Sanctification of life

The Orthodox Church approach to life is fully sacramental. Sacrament is an act of transfiguration. Our transfiguration is the true goal of Lord God in his acts of salvation. It is in Christ that God not only redeems and saves, and forgives our transgressions, but He also transfigures our lives. Sacraments are such consecrating acts as used by the Church to transfigure and sanctify our lives. God created matter as well as the spirit, and the real transgression of man rests in his act of separation of matter from the spirit in order to subordinate himself to matter, to become slave to matter. Sacraments bring together again that which has once been torn apart.

It is commonly said that there are seven Sacraments, or Holy Mysteries, since number seven signifies perfection. However, there are countless Holy Mysteries in the Church. Everything within the Church is a Holy Mystery.

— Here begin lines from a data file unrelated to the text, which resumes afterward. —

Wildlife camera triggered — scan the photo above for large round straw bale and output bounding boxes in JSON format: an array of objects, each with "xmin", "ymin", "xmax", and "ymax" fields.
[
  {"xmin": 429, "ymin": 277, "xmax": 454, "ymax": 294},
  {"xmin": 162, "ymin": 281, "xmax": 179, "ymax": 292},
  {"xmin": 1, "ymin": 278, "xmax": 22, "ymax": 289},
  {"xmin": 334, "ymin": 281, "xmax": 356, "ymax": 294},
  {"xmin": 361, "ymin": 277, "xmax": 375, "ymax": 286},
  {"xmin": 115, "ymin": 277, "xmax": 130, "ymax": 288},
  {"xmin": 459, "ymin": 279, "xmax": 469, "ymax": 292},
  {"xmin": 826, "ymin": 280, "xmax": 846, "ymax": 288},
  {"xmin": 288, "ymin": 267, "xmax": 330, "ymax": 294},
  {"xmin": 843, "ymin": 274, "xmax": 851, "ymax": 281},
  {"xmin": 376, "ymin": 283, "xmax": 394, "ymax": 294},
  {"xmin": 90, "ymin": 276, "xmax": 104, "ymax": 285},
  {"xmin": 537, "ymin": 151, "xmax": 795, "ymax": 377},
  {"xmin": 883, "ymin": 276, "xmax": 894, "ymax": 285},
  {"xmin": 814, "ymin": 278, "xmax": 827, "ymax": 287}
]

Apart from Baptism and Chrismation or Confirmation, both of which may be called Sacraments of sanctification, Sacrament of the Holy Eucharist (i.e. Liturgy) as the Sacrament above all sacraments, which is the seal of our membership with the People of God, Repentance and Holy Unction, which may be called healing Sacraments (they are the cure for our spiritual and physical ailments), Sacrament of Holy Matrimony, and the Sacrament of the Holy Orders, we can also regard consecration of water, and that of a church, of a home, of an icon, or for that matter consecration of anything else, as sacramental, i.e. as being Holy Mysteries. We can even call each prayer a Holy Mystery since it involves the descent of the Holy Spirit upon us. Every invocation of the Holy Spirit and our meeting with Him turns into a Sacrament, i.e. a Holy Mystery of communication with Christ.